Die russischen Eier stammen, wie es der Name verrät, aus Russland und sie werden dort Jaiso po russki genannt. Sie sind eine kalte Vorspeise aus hart gekochten, halbierten Eiern. Das Ursprungsrezept lässt sich mit Hilfe des Internets bis gegen 1830 zurück verfolgen, doch sind damit nur die in einer lateinischen Schrift geschriebenen Rezepte berücksichtigt. Mit guten Russischkenntnissen in Wort und kyrillischer Schrift dürfte man auf noch ältere Quellen stossen. Dies um so mehr, als es für die Zubereitung dieses Gerichts keine moderneren Techniken erfordert. Einzig bei der Verwendung von Mayonnaise gibt es eine Zeitgrenze, welche nicht unterschritten werden kann, denn die Mayonnaise wurde erst am 28.6.1756 erfunden und es dürften noch ein paar Jährchen vergangen sein, ehe sie im weiten Russland bekannt wurde. Wikipedia erwähnt ein frühes Rezept der russischen Eier in Henriette Davidis' Praktischem Kochbuch von 1845.
Viele Varianten nicht nur in Russland
Es gibt die russischen Eier in fast allen heutigen Teilrepubliken Russlands ebenso wie in den ehemalige Republiken der Sowjetunion und sogar in Mitteleuropa waren die Eier bekannt. Doch selbst innerhalb dieser Länder gibt es zahlreiche Varianten und auch in Rumänien ist das Gericht bekannt, wo es als Gefüllte Eier in Mayonnaise sehr beliebt ist, mehr siehe dort! Es ist nicht einmal so sicher, ob die russischen Eier ganz ursprünglich eine russische Herkunft haben, denn die gefüllten Eier deuten an, dass diese (ohne Mayonnaise) wohl von noch weiter östlich als Rumänien, Moldawien und der Ukraine stammen könnten. Wikipedia meint denn auch, dass sie erst als russische Eier bezeichnet wurden, als die Russen sie mit Kaviar zu garnieren begannen. Das galt dann eben als typisch russisch.
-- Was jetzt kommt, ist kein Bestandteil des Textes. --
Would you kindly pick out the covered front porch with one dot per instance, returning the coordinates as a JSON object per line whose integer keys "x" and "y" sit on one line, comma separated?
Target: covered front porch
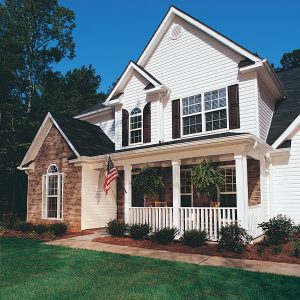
{"x": 178, "y": 205}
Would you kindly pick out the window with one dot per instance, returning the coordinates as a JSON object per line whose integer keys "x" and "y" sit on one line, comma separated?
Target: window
{"x": 186, "y": 188}
{"x": 228, "y": 191}
{"x": 136, "y": 126}
{"x": 53, "y": 194}
{"x": 195, "y": 119}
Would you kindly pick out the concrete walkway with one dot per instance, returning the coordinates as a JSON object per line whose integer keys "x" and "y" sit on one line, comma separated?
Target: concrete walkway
{"x": 85, "y": 242}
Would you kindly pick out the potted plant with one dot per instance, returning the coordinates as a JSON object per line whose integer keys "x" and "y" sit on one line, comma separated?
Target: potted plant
{"x": 207, "y": 180}
{"x": 149, "y": 182}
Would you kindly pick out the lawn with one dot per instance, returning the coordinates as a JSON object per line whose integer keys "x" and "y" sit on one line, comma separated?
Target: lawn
{"x": 31, "y": 270}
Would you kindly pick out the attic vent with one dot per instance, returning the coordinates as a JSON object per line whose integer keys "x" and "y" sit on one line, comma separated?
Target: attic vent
{"x": 176, "y": 32}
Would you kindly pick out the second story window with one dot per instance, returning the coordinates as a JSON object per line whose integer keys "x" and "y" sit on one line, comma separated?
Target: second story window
{"x": 204, "y": 112}
{"x": 136, "y": 125}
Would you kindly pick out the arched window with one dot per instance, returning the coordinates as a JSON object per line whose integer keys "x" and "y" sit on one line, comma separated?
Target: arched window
{"x": 136, "y": 125}
{"x": 53, "y": 193}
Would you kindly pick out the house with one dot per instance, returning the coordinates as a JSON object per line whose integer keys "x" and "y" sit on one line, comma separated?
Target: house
{"x": 192, "y": 94}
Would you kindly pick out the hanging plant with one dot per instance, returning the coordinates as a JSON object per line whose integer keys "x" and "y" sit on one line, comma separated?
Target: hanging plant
{"x": 207, "y": 178}
{"x": 148, "y": 181}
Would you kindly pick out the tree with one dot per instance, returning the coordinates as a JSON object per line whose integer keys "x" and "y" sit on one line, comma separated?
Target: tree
{"x": 39, "y": 34}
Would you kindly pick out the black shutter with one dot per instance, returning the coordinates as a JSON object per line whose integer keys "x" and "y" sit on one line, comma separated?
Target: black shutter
{"x": 125, "y": 127}
{"x": 176, "y": 119}
{"x": 234, "y": 111}
{"x": 147, "y": 123}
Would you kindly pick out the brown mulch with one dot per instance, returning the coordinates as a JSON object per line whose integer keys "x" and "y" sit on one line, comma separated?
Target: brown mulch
{"x": 210, "y": 249}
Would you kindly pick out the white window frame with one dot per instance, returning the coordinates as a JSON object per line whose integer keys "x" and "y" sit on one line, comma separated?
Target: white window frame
{"x": 59, "y": 195}
{"x": 131, "y": 130}
{"x": 192, "y": 191}
{"x": 204, "y": 112}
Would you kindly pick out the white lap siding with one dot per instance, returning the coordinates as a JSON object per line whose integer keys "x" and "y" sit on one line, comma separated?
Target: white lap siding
{"x": 285, "y": 183}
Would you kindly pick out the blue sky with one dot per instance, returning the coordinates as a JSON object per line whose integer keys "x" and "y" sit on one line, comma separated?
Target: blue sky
{"x": 109, "y": 33}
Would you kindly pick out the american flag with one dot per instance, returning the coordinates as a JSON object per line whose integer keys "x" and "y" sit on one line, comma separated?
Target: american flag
{"x": 110, "y": 174}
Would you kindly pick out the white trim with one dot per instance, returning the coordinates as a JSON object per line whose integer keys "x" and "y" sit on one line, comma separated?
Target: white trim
{"x": 167, "y": 21}
{"x": 131, "y": 66}
{"x": 288, "y": 132}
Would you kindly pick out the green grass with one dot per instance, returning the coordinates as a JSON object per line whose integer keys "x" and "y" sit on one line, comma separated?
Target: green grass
{"x": 31, "y": 270}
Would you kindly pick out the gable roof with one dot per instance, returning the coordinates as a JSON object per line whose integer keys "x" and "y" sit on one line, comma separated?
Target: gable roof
{"x": 84, "y": 139}
{"x": 167, "y": 20}
{"x": 286, "y": 110}
{"x": 132, "y": 66}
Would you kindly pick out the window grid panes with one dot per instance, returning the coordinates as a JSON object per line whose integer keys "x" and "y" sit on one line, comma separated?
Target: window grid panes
{"x": 214, "y": 115}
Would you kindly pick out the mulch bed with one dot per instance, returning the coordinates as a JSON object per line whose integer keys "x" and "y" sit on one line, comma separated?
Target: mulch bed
{"x": 210, "y": 249}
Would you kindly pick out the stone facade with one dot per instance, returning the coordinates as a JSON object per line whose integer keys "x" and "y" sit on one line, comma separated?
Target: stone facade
{"x": 55, "y": 150}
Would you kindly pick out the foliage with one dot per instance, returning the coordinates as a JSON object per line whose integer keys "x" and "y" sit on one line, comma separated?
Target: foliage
{"x": 165, "y": 235}
{"x": 24, "y": 226}
{"x": 58, "y": 228}
{"x": 278, "y": 230}
{"x": 194, "y": 238}
{"x": 148, "y": 181}
{"x": 40, "y": 228}
{"x": 206, "y": 177}
{"x": 233, "y": 238}
{"x": 116, "y": 228}
{"x": 297, "y": 248}
{"x": 139, "y": 231}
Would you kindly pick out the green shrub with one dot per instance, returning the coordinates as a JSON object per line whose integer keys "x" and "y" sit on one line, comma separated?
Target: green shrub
{"x": 40, "y": 228}
{"x": 297, "y": 248}
{"x": 58, "y": 228}
{"x": 116, "y": 228}
{"x": 233, "y": 238}
{"x": 278, "y": 230}
{"x": 139, "y": 231}
{"x": 24, "y": 227}
{"x": 165, "y": 235}
{"x": 194, "y": 238}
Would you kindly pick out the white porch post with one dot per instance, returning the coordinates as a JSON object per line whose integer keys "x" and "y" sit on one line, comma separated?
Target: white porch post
{"x": 242, "y": 189}
{"x": 176, "y": 192}
{"x": 128, "y": 187}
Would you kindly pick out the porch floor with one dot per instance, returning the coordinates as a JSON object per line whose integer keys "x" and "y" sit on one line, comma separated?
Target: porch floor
{"x": 85, "y": 242}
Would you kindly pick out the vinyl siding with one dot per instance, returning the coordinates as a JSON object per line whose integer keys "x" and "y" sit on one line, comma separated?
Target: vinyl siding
{"x": 97, "y": 208}
{"x": 266, "y": 105}
{"x": 285, "y": 183}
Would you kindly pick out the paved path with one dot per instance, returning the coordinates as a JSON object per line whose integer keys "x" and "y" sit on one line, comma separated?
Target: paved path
{"x": 85, "y": 242}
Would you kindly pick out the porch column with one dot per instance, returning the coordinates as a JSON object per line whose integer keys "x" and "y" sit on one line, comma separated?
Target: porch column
{"x": 128, "y": 187}
{"x": 242, "y": 189}
{"x": 176, "y": 192}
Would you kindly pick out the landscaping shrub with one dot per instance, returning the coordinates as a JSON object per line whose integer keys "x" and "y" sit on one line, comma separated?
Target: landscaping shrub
{"x": 24, "y": 227}
{"x": 139, "y": 231}
{"x": 194, "y": 238}
{"x": 297, "y": 248}
{"x": 233, "y": 238}
{"x": 40, "y": 228}
{"x": 116, "y": 228}
{"x": 278, "y": 230}
{"x": 165, "y": 235}
{"x": 58, "y": 228}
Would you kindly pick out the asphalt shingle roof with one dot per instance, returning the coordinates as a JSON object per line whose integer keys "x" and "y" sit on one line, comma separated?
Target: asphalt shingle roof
{"x": 288, "y": 109}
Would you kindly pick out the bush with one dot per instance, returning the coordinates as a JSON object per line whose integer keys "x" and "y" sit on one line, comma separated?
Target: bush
{"x": 24, "y": 227}
{"x": 165, "y": 235}
{"x": 194, "y": 238}
{"x": 297, "y": 248}
{"x": 139, "y": 231}
{"x": 116, "y": 228}
{"x": 40, "y": 228}
{"x": 278, "y": 230}
{"x": 58, "y": 228}
{"x": 233, "y": 238}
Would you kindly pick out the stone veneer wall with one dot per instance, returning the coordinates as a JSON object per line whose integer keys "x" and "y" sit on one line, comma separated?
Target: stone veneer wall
{"x": 55, "y": 150}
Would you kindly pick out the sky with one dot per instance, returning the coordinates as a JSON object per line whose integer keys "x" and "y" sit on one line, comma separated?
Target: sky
{"x": 110, "y": 33}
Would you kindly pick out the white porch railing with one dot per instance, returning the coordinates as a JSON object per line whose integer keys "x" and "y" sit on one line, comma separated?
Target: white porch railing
{"x": 254, "y": 219}
{"x": 210, "y": 219}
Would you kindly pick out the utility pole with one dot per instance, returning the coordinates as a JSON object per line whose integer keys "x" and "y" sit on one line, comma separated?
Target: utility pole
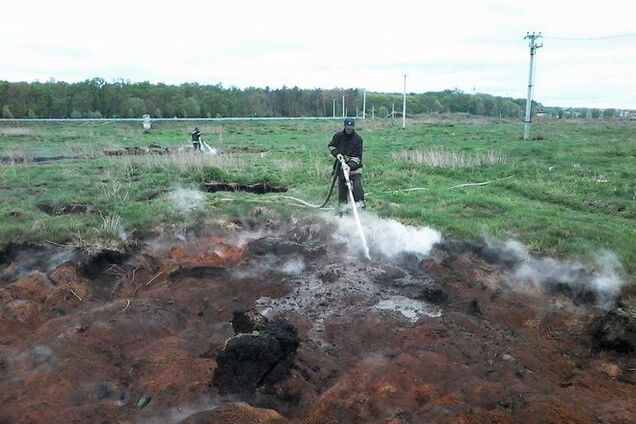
{"x": 343, "y": 108}
{"x": 533, "y": 49}
{"x": 364, "y": 105}
{"x": 404, "y": 105}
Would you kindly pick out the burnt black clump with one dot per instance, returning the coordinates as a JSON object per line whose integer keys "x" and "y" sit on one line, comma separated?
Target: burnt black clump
{"x": 248, "y": 321}
{"x": 252, "y": 360}
{"x": 199, "y": 272}
{"x": 95, "y": 266}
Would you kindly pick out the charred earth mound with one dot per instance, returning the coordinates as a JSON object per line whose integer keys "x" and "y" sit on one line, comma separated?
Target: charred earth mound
{"x": 287, "y": 324}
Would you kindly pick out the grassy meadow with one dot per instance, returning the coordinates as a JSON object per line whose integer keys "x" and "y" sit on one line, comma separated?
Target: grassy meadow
{"x": 570, "y": 192}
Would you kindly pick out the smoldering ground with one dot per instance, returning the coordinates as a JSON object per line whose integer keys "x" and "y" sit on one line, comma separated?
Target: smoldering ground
{"x": 427, "y": 321}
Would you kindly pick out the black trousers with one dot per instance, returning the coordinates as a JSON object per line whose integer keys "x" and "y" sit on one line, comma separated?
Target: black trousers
{"x": 343, "y": 191}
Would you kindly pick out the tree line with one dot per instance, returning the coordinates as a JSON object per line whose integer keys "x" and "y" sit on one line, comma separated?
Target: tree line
{"x": 96, "y": 98}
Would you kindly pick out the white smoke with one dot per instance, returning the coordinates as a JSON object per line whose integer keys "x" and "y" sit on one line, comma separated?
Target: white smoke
{"x": 386, "y": 237}
{"x": 186, "y": 199}
{"x": 294, "y": 266}
{"x": 603, "y": 279}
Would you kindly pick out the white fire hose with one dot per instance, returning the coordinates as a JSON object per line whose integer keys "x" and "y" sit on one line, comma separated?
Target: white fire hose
{"x": 345, "y": 171}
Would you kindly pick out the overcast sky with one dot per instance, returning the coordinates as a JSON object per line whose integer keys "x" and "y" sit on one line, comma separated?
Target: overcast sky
{"x": 588, "y": 58}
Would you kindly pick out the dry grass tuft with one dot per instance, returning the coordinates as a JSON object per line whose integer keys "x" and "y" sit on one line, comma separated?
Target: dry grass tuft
{"x": 16, "y": 131}
{"x": 444, "y": 158}
{"x": 187, "y": 161}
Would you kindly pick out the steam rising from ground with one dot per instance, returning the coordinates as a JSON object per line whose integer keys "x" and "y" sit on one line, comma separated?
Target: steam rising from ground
{"x": 386, "y": 237}
{"x": 604, "y": 280}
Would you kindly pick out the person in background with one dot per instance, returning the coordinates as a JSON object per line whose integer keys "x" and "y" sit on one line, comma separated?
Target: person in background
{"x": 196, "y": 138}
{"x": 347, "y": 144}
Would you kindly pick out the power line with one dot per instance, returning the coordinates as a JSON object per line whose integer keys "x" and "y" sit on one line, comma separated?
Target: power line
{"x": 601, "y": 38}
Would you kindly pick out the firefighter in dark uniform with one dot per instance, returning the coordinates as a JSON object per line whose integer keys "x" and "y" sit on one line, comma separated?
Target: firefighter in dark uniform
{"x": 196, "y": 138}
{"x": 348, "y": 144}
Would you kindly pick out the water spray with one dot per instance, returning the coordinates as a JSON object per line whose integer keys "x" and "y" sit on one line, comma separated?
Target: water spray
{"x": 345, "y": 171}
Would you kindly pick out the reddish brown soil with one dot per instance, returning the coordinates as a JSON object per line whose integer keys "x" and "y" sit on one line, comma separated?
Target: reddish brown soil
{"x": 82, "y": 340}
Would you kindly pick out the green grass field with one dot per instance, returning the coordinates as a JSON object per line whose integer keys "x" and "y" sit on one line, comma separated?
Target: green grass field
{"x": 570, "y": 193}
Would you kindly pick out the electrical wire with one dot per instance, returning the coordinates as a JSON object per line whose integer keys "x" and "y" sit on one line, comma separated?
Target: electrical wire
{"x": 601, "y": 38}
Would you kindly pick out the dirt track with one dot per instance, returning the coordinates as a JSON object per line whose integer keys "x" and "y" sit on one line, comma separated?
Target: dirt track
{"x": 399, "y": 339}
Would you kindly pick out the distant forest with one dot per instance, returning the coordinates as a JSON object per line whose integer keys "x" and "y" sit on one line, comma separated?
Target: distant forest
{"x": 96, "y": 98}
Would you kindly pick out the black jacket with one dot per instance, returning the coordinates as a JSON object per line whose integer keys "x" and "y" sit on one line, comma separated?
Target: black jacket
{"x": 349, "y": 146}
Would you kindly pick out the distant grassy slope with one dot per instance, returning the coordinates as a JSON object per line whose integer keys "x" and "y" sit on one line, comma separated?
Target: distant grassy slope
{"x": 569, "y": 193}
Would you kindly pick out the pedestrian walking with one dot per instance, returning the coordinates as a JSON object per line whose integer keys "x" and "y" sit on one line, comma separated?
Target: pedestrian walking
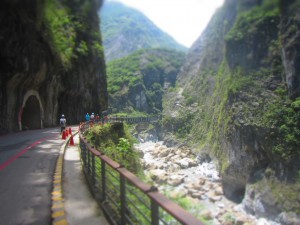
{"x": 87, "y": 117}
{"x": 62, "y": 123}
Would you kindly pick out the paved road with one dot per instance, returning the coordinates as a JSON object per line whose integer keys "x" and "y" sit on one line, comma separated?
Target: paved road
{"x": 27, "y": 162}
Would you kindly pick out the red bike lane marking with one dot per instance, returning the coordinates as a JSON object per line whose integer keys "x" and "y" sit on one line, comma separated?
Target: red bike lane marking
{"x": 9, "y": 161}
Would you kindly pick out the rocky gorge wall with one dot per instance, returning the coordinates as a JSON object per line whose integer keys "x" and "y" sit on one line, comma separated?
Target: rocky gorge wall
{"x": 52, "y": 63}
{"x": 244, "y": 112}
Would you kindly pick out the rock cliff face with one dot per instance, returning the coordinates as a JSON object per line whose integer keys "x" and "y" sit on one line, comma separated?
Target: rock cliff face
{"x": 137, "y": 82}
{"x": 240, "y": 103}
{"x": 50, "y": 63}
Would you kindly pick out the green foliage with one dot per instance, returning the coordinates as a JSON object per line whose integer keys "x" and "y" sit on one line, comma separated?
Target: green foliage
{"x": 145, "y": 70}
{"x": 283, "y": 117}
{"x": 62, "y": 30}
{"x": 97, "y": 48}
{"x": 117, "y": 143}
{"x": 248, "y": 21}
{"x": 65, "y": 30}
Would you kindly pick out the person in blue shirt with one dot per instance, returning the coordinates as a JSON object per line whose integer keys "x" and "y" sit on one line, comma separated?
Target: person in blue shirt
{"x": 62, "y": 123}
{"x": 87, "y": 117}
Bei den meisten Varianten wird das Eigelb durch ein Sieb gestrichen und mit würzigen Zutaten wie Senf, Mayonnaise, Sardellen (Anchovis), Kapern, Kräutern usw. vermengt und wieder auf das Eiweiss gesetzt. Oftmals wird auch mit Mayonnaise und Kaviar oder anderem Fischrogen gearbeitet, indem man die damit bedeckten Eihälften auf russischen Salat zu setzen pflegte. Diese letztgenannte Idee gelangte in den späten 1950er Jahren auf noch unerforschten Wegen in die Schweiz. Zumindest mit der üblichen Suchmethode findet man im Internet zu den frühen Schweizer Rezepten und ihrer Einführung hierzulande nichts. Doch finden sich zahlreiche Varianten im südlichen Deutschland schon lange, bevor das Rezept in der Schweiz aufkam.
Die Schweizer Variante der 1960er Jahre
Spricht man heute von russischen Eiern, dann werden damit in aller Regel gekochte Eihälften verstanden, bei denen das Eigelb entfernt und mit Zutaten gewürzt, wieder auf die Eihälften gelegt wird.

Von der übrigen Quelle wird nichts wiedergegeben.